Gabriele Baggiani , Universita degli Studi di Firenze, Italy
Carlo Colombo , UniversitÓ degli Studi di Firenze, Italy
Alberto Del Bimbo , Universita degli Studi di Firenze, Italy
Short Paper: Short Paper 2: 3D Worlds and Digital Environments
This paper describes the Gesture Mouse system recently developed at the Visual Information Processing Laboratory of the University of Florence. This system allows users to explore and select information displayed on large wall panels using their hands as pointing devices. Graphical interface operation is the same as with standard mouse-based computer interfaces; the main points of concern interaction style, and in particular naturality and usability issues. First of all, unlike both traditional and more advanced yet intrusive human-computer communication contexts, users do not have to wear or otherwise use any extra hardware device to carry out interaction: they just have to point to an area of interest in the wall panel with their own hands.
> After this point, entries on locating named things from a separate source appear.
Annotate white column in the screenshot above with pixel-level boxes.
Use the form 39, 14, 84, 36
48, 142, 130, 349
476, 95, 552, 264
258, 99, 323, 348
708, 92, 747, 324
Secondly, while a traditional mouse must lay and be operated on a flat 2D surface such as a table, Gesture Mouse allows users to move freely in a 3D, real-life environment such as a room. Last, but not least, pointing in 3D is an everyday life operation, which therefore does not require a priori skills or training. Fig. 1 shows an example of natural interaction in a museum room augmented with computer infrastructure, where the user can inspect electronically-displayed paintings and have access to hypertextual information related to them by a "click" operation. Users can issue Gesture Mouse clicks by pointing persistently on a selectable screen area for at least two seconds: this time-related selection modality makes the system reproduce the behavior of a one-button mouse.